The Melbourne Argus declared, ‘By his statements Mr. Mahon had done treason to Australia and had insulted and humiliated the overwhelming bulk of his fellow citizens.’ The Sydney Morning Herald complained that Mahon had ‘uttered the most vulgar diatribes on the Empire of which this country is a part’.

Like Whitlam in 1975, Mahon put his faith in the electors to right the wrong done to him. As Labor Call put it, Mahon would now be tried by his peers: ‘Kalgoorlie is now placed in the position of being a jury representing the whole of Australia.’ But like Whitlam, Mahon was to be disappointed. At the by-election on 18 December the Nationalist candidate George Foley defeated Mahon following a campaign fought on empire-loyalty grounds. Labor Call declared, ‘The electors of Kalgoorlie have given their verdict. Kalgoorlie has pronounced Hugh Mahon guilty, and there is nothing more to say in the matter.’

But, as with Whitlam’s dismissal, there was more to say. As the joint select committee observed in 1984, when a member is expelled ‘the damage occasioned by his expulsion may render his prospects of re-election negligible’. In Mahon’s case the frenzy of anti-Irish, anti-Catholic and empire-loyalist sentiment whipped up by Hughes and his supporters irredeemably poisoned the well.

In 1929 Mahon tried to persuade the newly elected Labor government to pass a motion rescinding the expulsion resolution. With the economy in steep decline towards depression, the party had other priorities.

Loyalists, for their part, also continued to maintain the rage. In 1931, more than 10 years after Mahon’s speech the controversy hit the headlines once again. Following Mahon’s death in August that year, the prime minister, James Scullin, moved in the House the usual condolence motion to mark the passing of a former member. Traditionally only good things are said about the deceased.

However, debate on the motion was interrupted when Country Party member Roland Green, a veteran of the war who had lost a leg in the conflict, stormed out of the chamber after declaring he could not support the motion because of Mahon’s attack on the Empire. To Green and others like him, Mahon’s words still rankled a decade or more after the event – they were still obscene and unforgivable.

On the other side, there are still some today who are seeking to expunge the expulsion resolution. In 2016 Graham Perrett, the Labor member for Moreton, put forward a private member’s motion in the House of Representatives calling for an acknowledgement of the injustice done to Mahon.

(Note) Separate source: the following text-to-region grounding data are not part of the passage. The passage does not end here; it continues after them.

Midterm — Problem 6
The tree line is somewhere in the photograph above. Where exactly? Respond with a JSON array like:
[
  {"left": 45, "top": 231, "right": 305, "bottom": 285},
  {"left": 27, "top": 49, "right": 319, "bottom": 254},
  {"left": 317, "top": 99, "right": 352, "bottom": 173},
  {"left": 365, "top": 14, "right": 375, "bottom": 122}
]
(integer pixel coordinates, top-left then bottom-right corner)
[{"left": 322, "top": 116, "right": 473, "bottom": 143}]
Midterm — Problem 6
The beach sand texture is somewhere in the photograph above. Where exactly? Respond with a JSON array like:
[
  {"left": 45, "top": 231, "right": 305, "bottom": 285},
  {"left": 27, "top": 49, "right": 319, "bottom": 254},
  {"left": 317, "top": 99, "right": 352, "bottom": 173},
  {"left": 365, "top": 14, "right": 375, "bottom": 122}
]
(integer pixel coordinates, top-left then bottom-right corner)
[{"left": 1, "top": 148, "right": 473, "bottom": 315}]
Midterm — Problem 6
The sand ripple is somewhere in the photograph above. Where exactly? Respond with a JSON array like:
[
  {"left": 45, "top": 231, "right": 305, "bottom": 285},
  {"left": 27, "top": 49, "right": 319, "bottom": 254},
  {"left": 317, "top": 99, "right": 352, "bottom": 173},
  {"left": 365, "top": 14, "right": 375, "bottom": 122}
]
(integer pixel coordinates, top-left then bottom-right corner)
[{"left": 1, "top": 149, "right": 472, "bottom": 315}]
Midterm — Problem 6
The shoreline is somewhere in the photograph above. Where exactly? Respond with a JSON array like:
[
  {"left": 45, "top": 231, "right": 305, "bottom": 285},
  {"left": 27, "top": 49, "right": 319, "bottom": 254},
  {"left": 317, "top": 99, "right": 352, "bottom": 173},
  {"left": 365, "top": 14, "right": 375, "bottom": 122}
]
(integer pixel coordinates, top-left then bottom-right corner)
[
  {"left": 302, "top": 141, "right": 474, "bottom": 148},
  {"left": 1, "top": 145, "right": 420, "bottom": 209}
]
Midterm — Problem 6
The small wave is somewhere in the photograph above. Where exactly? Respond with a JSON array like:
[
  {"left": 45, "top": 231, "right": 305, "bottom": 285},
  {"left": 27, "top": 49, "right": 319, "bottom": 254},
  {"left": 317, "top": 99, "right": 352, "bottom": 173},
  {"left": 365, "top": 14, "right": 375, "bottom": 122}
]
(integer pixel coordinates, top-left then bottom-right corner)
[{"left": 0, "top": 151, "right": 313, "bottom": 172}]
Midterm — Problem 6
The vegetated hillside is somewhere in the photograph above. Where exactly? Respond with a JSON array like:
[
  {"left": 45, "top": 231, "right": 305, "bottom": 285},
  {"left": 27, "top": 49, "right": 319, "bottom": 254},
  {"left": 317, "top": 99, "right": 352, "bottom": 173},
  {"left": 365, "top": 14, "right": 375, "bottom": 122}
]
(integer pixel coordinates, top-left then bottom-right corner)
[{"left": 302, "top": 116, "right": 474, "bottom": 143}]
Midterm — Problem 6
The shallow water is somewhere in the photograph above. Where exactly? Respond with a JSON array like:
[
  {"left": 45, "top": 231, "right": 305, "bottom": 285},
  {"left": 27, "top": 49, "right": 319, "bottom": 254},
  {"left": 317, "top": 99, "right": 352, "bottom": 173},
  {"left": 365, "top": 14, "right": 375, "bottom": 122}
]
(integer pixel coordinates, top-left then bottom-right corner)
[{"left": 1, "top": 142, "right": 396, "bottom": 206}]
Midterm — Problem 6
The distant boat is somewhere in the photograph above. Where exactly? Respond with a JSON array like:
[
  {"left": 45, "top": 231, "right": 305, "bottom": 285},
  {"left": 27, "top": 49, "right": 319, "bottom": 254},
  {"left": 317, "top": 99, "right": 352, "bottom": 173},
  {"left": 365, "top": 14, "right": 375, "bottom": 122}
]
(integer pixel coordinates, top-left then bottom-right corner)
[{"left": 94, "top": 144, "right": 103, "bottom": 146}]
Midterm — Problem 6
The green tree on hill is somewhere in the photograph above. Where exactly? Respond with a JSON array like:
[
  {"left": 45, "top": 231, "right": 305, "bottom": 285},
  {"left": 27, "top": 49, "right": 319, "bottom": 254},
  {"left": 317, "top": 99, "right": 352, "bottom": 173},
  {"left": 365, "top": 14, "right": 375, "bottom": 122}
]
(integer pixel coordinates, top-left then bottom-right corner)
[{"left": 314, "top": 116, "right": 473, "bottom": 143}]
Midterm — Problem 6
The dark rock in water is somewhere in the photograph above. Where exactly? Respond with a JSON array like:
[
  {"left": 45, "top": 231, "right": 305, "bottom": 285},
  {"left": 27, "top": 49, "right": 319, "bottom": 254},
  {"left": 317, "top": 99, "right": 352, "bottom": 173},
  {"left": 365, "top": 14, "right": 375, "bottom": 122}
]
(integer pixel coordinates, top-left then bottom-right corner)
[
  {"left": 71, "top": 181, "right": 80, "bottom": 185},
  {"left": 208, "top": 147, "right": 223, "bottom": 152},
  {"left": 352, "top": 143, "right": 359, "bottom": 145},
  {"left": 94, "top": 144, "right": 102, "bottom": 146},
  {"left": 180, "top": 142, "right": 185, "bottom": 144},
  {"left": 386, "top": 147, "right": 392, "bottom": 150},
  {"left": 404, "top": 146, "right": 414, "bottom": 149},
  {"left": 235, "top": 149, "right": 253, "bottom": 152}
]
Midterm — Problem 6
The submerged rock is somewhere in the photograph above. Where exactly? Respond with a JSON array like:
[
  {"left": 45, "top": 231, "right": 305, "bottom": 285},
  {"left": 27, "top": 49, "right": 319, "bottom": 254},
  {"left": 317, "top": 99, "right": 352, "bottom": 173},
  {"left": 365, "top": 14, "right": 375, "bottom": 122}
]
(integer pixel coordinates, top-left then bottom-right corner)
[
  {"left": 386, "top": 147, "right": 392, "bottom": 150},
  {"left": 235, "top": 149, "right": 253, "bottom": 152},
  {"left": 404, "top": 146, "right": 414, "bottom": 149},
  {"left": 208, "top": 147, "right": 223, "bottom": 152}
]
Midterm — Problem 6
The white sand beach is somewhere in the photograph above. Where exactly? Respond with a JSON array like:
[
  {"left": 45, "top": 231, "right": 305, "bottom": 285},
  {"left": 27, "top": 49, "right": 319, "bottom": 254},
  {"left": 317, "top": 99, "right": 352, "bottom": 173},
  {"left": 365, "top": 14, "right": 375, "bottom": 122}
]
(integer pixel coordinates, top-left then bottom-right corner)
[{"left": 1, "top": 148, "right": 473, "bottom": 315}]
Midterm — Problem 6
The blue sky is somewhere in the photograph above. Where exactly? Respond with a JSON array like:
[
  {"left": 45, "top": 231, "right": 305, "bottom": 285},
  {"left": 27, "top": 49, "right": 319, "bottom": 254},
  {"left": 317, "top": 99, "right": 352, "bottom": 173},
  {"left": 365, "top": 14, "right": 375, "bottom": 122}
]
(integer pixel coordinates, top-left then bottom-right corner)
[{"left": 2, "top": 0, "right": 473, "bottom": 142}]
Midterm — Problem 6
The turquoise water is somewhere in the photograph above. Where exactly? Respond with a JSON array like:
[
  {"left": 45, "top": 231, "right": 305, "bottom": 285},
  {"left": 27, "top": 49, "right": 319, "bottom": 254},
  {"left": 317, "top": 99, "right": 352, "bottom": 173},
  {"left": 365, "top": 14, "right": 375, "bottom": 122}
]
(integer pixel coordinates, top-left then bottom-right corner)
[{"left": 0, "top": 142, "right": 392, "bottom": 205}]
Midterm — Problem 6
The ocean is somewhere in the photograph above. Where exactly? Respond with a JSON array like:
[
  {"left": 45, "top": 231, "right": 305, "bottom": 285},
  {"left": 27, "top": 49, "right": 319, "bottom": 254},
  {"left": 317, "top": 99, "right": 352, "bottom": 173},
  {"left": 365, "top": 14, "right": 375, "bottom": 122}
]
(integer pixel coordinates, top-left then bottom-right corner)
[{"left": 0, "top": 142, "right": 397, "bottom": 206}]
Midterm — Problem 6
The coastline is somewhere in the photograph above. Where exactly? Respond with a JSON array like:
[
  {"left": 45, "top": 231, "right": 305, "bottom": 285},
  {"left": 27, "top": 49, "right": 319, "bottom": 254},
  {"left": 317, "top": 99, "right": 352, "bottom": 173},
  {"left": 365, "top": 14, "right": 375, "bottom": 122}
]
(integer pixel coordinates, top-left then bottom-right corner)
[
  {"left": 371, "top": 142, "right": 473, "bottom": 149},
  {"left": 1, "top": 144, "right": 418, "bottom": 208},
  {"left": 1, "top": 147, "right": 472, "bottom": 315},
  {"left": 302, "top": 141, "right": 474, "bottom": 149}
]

Notwithstanding cross-party support, Perrett’s motion lapsed.

As a result, the resolution described by the 1984 joint select committee as ‘an abuse of power’ remains on the parliamentary record undiminished and unqualified.

This year on November 11, when minds turn to the dismissal of the Whitlam government, we might spare a thought for that other dismissal a century ago and ask whether it’s time for the House of Representatives to right the wrong done to Hugh Mahon.